6. Connect. Click I've pasted & published, connect. Torii tests the endpoint, and on success the app is connected and its users start syncing. You'll see how many users were found in the connection test.

Manage connected apps

Each connected app appears as a row on the Vibe Coded Apps page with its name, the platform it was Built with, its Users count, the Last sync time, and a Health badge (Healthy, Syncing, or Sync error). Hover a row to reveal its actions:

• Sync now — trigger an immediate sync. This becomes available after the first sync completes.
• Update API key — rotate the API key Torii uses to call the app. Update it in your app first, then set the new value here.
• Remove integration — stop Torii from syncing the app's users. This removes the integration only, it does not delete the app from Torii. You can delete or hide the app later from its app page.

The users API Torii adds (for developers)

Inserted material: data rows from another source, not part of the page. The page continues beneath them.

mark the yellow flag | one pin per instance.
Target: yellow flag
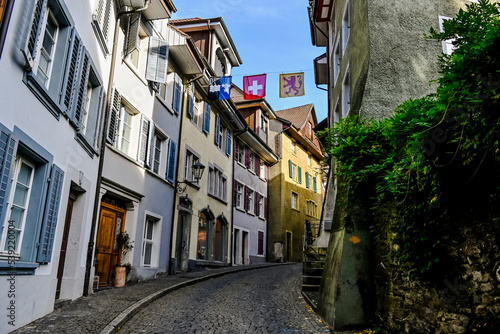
(292, 84)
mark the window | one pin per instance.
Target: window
(101, 23)
(295, 201)
(241, 154)
(346, 25)
(157, 145)
(260, 205)
(250, 200)
(19, 198)
(448, 46)
(337, 57)
(217, 183)
(260, 243)
(125, 129)
(202, 246)
(239, 195)
(346, 93)
(30, 192)
(148, 242)
(191, 159)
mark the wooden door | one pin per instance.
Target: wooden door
(64, 244)
(111, 223)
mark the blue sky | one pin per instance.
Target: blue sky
(271, 36)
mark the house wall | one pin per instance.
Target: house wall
(286, 219)
(28, 118)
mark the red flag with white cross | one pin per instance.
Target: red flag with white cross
(254, 87)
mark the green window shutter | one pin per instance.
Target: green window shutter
(7, 149)
(156, 68)
(171, 161)
(114, 114)
(50, 215)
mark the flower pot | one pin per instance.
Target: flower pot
(120, 276)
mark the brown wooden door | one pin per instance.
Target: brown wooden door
(64, 244)
(111, 223)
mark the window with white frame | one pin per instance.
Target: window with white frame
(448, 46)
(295, 201)
(346, 93)
(126, 122)
(250, 200)
(150, 241)
(261, 206)
(29, 185)
(337, 57)
(19, 198)
(346, 24)
(157, 148)
(191, 159)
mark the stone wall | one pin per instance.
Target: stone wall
(466, 300)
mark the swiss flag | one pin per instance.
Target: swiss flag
(254, 87)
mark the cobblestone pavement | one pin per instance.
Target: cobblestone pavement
(257, 301)
(93, 313)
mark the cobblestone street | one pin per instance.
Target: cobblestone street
(258, 301)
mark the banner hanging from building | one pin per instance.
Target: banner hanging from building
(292, 85)
(254, 87)
(220, 88)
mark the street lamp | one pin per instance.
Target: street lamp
(197, 169)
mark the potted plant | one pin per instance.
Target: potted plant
(121, 270)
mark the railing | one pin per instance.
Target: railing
(311, 233)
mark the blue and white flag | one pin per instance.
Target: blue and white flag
(220, 88)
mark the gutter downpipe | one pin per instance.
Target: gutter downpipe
(97, 199)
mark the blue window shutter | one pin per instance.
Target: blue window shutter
(171, 161)
(7, 149)
(176, 101)
(206, 118)
(132, 39)
(81, 92)
(229, 143)
(35, 32)
(70, 82)
(144, 141)
(114, 114)
(217, 129)
(50, 215)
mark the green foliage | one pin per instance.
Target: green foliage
(434, 147)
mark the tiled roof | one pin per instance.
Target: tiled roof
(297, 115)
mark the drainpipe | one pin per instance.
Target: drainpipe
(97, 198)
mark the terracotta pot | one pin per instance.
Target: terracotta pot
(120, 276)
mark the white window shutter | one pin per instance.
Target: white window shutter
(156, 69)
(132, 39)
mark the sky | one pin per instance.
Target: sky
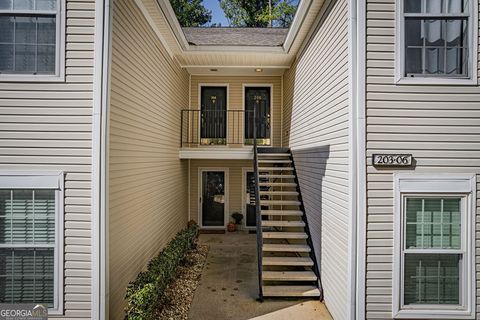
(217, 13)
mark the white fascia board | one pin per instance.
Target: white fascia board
(245, 153)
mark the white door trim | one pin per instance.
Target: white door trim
(253, 85)
(227, 107)
(200, 195)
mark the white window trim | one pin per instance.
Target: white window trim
(441, 184)
(400, 79)
(59, 75)
(54, 180)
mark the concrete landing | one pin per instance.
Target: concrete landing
(228, 288)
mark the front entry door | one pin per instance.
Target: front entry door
(257, 99)
(213, 115)
(213, 198)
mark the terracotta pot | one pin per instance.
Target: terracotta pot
(231, 227)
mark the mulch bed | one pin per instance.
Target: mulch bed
(179, 295)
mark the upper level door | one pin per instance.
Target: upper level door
(257, 99)
(213, 120)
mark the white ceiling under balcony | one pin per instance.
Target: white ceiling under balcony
(237, 59)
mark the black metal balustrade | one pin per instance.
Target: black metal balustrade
(222, 127)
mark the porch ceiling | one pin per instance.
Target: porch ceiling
(200, 59)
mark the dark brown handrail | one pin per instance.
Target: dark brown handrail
(258, 213)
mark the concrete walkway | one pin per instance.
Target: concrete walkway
(228, 287)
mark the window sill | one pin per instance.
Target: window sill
(432, 81)
(434, 314)
(31, 78)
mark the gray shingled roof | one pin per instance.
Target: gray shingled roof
(229, 36)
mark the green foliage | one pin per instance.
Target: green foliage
(146, 294)
(281, 15)
(248, 13)
(191, 13)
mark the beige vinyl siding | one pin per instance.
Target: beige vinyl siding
(48, 126)
(315, 122)
(235, 182)
(147, 181)
(236, 97)
(439, 125)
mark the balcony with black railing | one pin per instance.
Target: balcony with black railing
(230, 129)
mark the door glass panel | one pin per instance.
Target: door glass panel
(213, 117)
(257, 100)
(213, 198)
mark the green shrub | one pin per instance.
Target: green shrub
(146, 294)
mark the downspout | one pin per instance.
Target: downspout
(99, 161)
(353, 158)
(361, 11)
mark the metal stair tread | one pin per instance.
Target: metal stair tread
(275, 168)
(279, 193)
(289, 276)
(290, 291)
(281, 213)
(281, 202)
(284, 235)
(277, 176)
(287, 261)
(275, 247)
(277, 184)
(280, 223)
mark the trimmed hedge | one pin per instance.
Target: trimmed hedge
(146, 294)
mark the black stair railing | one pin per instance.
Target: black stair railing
(258, 213)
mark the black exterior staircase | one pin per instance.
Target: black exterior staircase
(287, 266)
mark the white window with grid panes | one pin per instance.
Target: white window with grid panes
(31, 40)
(436, 39)
(31, 239)
(434, 236)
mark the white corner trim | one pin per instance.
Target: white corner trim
(102, 58)
(154, 27)
(399, 54)
(450, 184)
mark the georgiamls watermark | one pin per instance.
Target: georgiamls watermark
(23, 311)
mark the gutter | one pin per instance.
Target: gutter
(101, 86)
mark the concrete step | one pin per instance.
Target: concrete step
(284, 235)
(279, 193)
(279, 223)
(287, 261)
(290, 291)
(280, 203)
(297, 213)
(273, 247)
(277, 184)
(289, 276)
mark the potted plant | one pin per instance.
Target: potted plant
(238, 217)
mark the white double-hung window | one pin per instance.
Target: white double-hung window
(436, 41)
(434, 238)
(31, 39)
(31, 239)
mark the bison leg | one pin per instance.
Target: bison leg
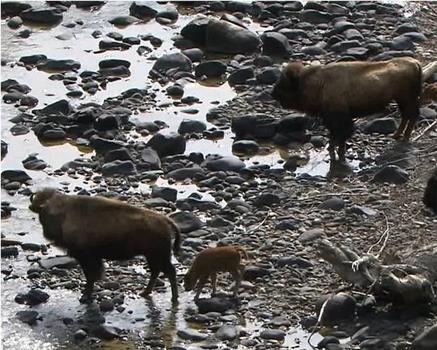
(92, 269)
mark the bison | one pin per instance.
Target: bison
(213, 260)
(94, 228)
(339, 92)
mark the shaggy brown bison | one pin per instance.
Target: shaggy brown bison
(213, 260)
(94, 228)
(430, 196)
(339, 92)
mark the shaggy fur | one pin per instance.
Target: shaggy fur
(430, 196)
(339, 92)
(94, 228)
(213, 260)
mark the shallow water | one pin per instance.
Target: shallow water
(161, 318)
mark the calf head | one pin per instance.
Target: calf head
(286, 89)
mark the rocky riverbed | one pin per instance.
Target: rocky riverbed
(167, 106)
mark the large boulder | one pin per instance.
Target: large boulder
(226, 37)
(167, 145)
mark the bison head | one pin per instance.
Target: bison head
(286, 89)
(39, 200)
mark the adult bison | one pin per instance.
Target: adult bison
(339, 92)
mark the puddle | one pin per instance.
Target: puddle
(162, 320)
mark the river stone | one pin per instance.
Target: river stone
(167, 193)
(187, 221)
(167, 145)
(275, 334)
(189, 126)
(13, 8)
(223, 163)
(391, 174)
(227, 332)
(15, 176)
(226, 37)
(427, 340)
(334, 203)
(142, 9)
(28, 316)
(215, 304)
(119, 167)
(191, 334)
(111, 63)
(58, 65)
(275, 44)
(240, 76)
(173, 60)
(210, 69)
(42, 15)
(123, 20)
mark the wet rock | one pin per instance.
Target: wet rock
(186, 221)
(13, 8)
(293, 261)
(33, 297)
(275, 334)
(119, 167)
(189, 126)
(334, 203)
(185, 173)
(191, 334)
(427, 340)
(245, 147)
(210, 69)
(58, 65)
(215, 304)
(172, 61)
(27, 316)
(15, 176)
(142, 9)
(240, 76)
(227, 332)
(64, 262)
(44, 15)
(167, 145)
(226, 37)
(8, 252)
(167, 193)
(14, 22)
(311, 235)
(267, 199)
(112, 45)
(123, 20)
(339, 308)
(275, 44)
(112, 63)
(223, 163)
(391, 174)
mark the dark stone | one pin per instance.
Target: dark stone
(44, 15)
(210, 69)
(226, 37)
(240, 76)
(391, 174)
(166, 145)
(187, 221)
(275, 44)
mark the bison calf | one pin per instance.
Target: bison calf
(430, 196)
(94, 228)
(339, 92)
(213, 260)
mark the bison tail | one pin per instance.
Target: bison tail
(177, 239)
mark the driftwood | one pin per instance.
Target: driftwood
(411, 282)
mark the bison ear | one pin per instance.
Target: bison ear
(292, 72)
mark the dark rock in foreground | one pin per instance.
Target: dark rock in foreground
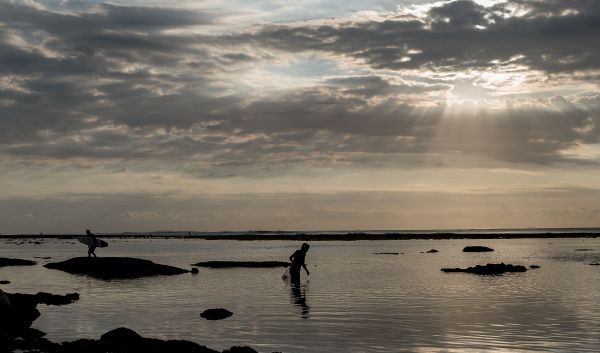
(236, 349)
(15, 262)
(114, 267)
(18, 311)
(120, 340)
(216, 314)
(250, 264)
(489, 269)
(477, 249)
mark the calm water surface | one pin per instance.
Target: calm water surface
(354, 301)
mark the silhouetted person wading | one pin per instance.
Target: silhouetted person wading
(297, 259)
(91, 248)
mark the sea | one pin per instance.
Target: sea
(354, 300)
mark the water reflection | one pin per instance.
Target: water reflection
(299, 298)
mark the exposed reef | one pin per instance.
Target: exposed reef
(216, 314)
(114, 267)
(4, 261)
(489, 269)
(477, 249)
(249, 264)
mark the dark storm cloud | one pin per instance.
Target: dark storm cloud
(458, 35)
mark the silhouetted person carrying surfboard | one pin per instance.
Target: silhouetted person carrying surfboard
(92, 247)
(297, 259)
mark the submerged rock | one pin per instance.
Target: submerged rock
(477, 249)
(114, 267)
(120, 340)
(250, 264)
(489, 269)
(4, 261)
(216, 314)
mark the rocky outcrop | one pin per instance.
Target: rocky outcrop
(4, 261)
(114, 267)
(216, 314)
(120, 340)
(489, 269)
(237, 349)
(18, 311)
(477, 249)
(249, 264)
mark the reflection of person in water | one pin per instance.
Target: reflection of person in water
(91, 248)
(299, 299)
(297, 259)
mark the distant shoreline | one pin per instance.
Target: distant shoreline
(323, 236)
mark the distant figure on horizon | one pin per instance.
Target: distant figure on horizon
(298, 260)
(91, 248)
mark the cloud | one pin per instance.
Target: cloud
(545, 35)
(117, 83)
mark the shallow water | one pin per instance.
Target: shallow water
(353, 301)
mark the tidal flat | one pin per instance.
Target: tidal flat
(353, 300)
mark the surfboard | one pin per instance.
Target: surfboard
(89, 241)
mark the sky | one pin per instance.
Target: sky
(137, 115)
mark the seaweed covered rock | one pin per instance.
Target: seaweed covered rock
(5, 261)
(216, 314)
(489, 269)
(250, 264)
(18, 311)
(477, 249)
(238, 349)
(114, 267)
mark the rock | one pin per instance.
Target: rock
(251, 264)
(489, 269)
(237, 349)
(15, 262)
(54, 299)
(32, 334)
(114, 267)
(477, 249)
(20, 310)
(216, 314)
(125, 340)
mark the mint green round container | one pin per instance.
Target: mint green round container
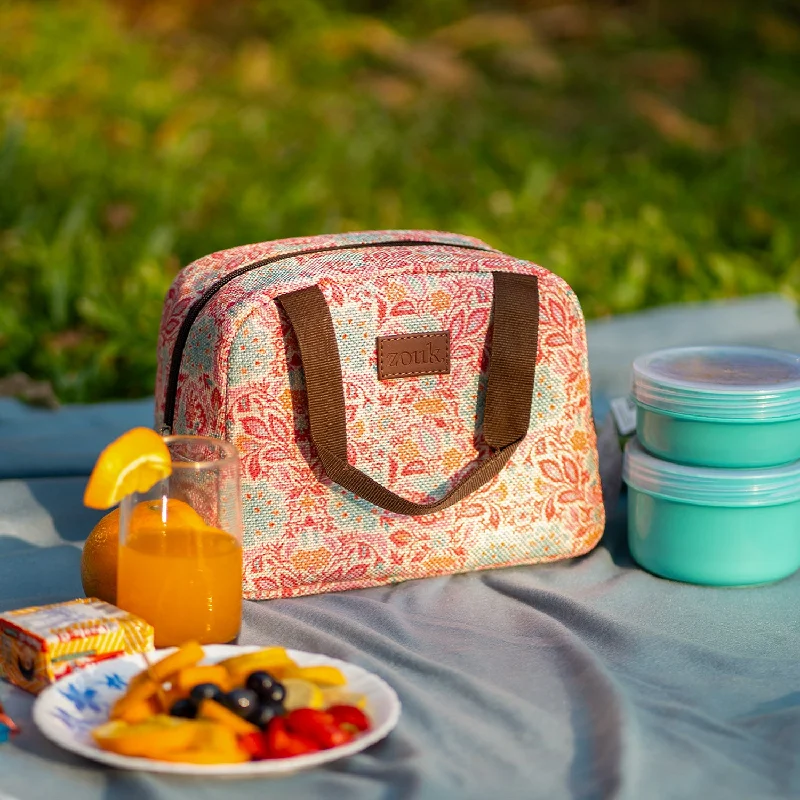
(719, 406)
(718, 527)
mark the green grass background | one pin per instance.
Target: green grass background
(645, 151)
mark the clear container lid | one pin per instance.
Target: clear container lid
(710, 486)
(732, 383)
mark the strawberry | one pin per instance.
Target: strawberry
(350, 716)
(319, 726)
(255, 745)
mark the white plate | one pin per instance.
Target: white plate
(67, 711)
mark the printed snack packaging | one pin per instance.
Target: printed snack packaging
(41, 644)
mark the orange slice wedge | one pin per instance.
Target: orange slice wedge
(135, 462)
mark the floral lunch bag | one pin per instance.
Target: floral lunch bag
(405, 404)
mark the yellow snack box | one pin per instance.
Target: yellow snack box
(41, 644)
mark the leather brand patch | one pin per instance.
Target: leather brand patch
(411, 354)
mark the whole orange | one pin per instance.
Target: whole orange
(99, 559)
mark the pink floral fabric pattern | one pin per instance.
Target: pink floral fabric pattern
(241, 379)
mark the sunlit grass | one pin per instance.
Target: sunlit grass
(647, 159)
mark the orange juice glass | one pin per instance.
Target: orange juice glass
(180, 548)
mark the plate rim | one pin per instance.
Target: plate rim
(248, 769)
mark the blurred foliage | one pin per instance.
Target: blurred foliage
(645, 151)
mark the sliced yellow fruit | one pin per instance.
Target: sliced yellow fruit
(189, 677)
(207, 755)
(151, 739)
(337, 696)
(267, 659)
(302, 694)
(135, 462)
(323, 675)
(211, 710)
(138, 711)
(139, 692)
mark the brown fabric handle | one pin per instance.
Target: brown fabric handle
(509, 389)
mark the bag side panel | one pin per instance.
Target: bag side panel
(305, 535)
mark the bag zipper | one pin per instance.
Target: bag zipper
(198, 305)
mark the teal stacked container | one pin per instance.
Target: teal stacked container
(714, 477)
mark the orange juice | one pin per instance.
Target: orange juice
(186, 581)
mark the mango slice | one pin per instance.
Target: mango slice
(211, 710)
(322, 675)
(189, 677)
(154, 738)
(268, 659)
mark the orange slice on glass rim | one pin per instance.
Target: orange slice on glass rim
(135, 462)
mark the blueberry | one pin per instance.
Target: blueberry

The prompt asks your app to expose a GET endpoint that follows the SCIM 2.0 list convention. Platforms that serve backend functions under a fixed namespace (Lovable, Base44) create a function named scimUsers, reachable at /functions/scimUsers. The endpoint:

• Authenticates with a Bearer API key (Authorization: Bearer <key>) that Torii generates, you can rotate it later from Torii.
• Returns JSON in SCIM list shape: { "Resources": [ { "userName": "<email>", "emails": [ { "value": "<email>", "primary": true } ], "name": { "givenName": "<first>", "familyName": "<last>" }, "active": true, "role": "<role>" } ] }. userName is the user's email; name and role are included when the app has them.
• Uses active: true for active users and active: false for deactivated ones, Torii uses this to mark each user as active or removed.
• Is strictly read-only, no writes, no mutations, and no new data collection.

Troubleshooting

• "This looks like a preview link." Publish the app and paste its published URL, not a preview/editor URL.
• The connection test failed. Make sure the app is published and the users API is live, then click Test again. Use Advanced on the failure screen to correct the endpoint URL or API key, then Save & test. Show full error reveals the raw response if you need to share it with support.
• No users were returned. Torii won't connect an endpoint that returns zero users. Confirm the app actually has users and that the endpoint returns them in the SCIM shape above.
• The endpoint is at a different path. Some platforms serve the function at their own path. Paste the exact URL the platform reported into the Users API URL field.
• The API key doesn't match. If your app already uses its own key, set that key on the setup step (or override it on the failure screen) instead of the generated one.

Privacy and security

The endpoint Torii adds is read-only and only returns the user list, it never writes to your app or collects new data. The API key is held as a secret in your app and is checked on every request, and you can rotate it from Torii at any time using Update API key.